Внезапно в ванной зазвучал новый голос, грубый, не похожий на бессвязный лепет Маши или мягкий баритон Руслана. Я так испугался, что чуть не выронил Царя Зверей.
Выскочил в гостиную. Первое, что жестокая реальность бросила мне в лицо — входная дверь открыта. Вторая пощечина — два негромких хлопка в ванной. Будто кто-то выбивает ковер.
Я ворвался в ванную и замер на пороге.
Андрей, в черной кожаной куртке и темно-зеленой вязаной шапочке. В правой руке, затянутой в черную перчатку, „беретта“. В воздухе растворялся запах пороха. Девочка сжалась в углу.
Я повернул голову.
Труп Руслана сползал по стене, оставляя на кафельной плитке игриво-розового цвета кровавое „good bye“. Левая рука, прикрывая разинутый в немом крике рот, сползла на грудь. Член колыхался под водой, как малиновый моллюск. Красная дырочка на левой стороне груди выплевывала розовые сгусточки, окрашивая воду.

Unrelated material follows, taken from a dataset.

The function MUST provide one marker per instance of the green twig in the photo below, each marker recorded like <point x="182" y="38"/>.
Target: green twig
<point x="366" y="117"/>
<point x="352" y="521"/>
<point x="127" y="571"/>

Голова Руслана сползла по фаянсовой стенке ванны и ушла под воду. Из раны на лбу выплеснулась кровь, и все заволокло алым.
Я перевел взгляд на Андрея. Он раздвинул в дьявольской улыбке чувственные губы вампира.
— Я давно этим не занимался, — посмотрел на пистолет в своей руке. — Но не облажался. Привычка — великая сила.
— Привычка ко Злу? — спросил я.
Андрей несколько секунд изучал меня глазами, полными ртути и серебра.
— Что есть Зло?
Я трепетал под его взглядом, но не отводил глаз.
— Тьма, — сказал я. — Которая притворяется Светом.
Андрей пожал плечами, сунул „берету“ за пазуху, сорвал с вешалки пушистое полотенце.
Присел перед девочкой на корточки. Начал обтирать тельце, покрывшееся от холода пупырышками.
— Хочу к маме, — она заплакала.
— Успокойся, — сказал Андрей. — Сейчас я отвезу тебя к маме. Где ты живешь?
— В аду, — личико девочки исказилось отвратительной гримаской. — В холодном аду, где падает белый снег!
Она захихикала.
Я заглянул в ванну. Руслан глупо таращился на меня сквозь толщу розоватой воды. Волосы на голове, под мышками, на лобке плавно покачивались.
Я взглянул на Андрея. Его спина и затылок были беззащитны.
Я подошел сзади, занес над головой золотого льва. Маша пронзительно закричала. Я обрушил пресс-папье на затылок Андрея. Треск. Из раны хлынула кровь. Тело рухнуло на пол. Я нагнулся, вынул из-за пояса его джинсов пистолет и посмотрел на девочку.
Остановился на перекрестке. На улице несколько прохожих. К счастью, мы им до лампочки.
Моя рука крепко сжимала маленькую ручку Маши. Девочка, одетая в изорванное платьице (я нашел его под креслом) казалась равнодушной ко всему.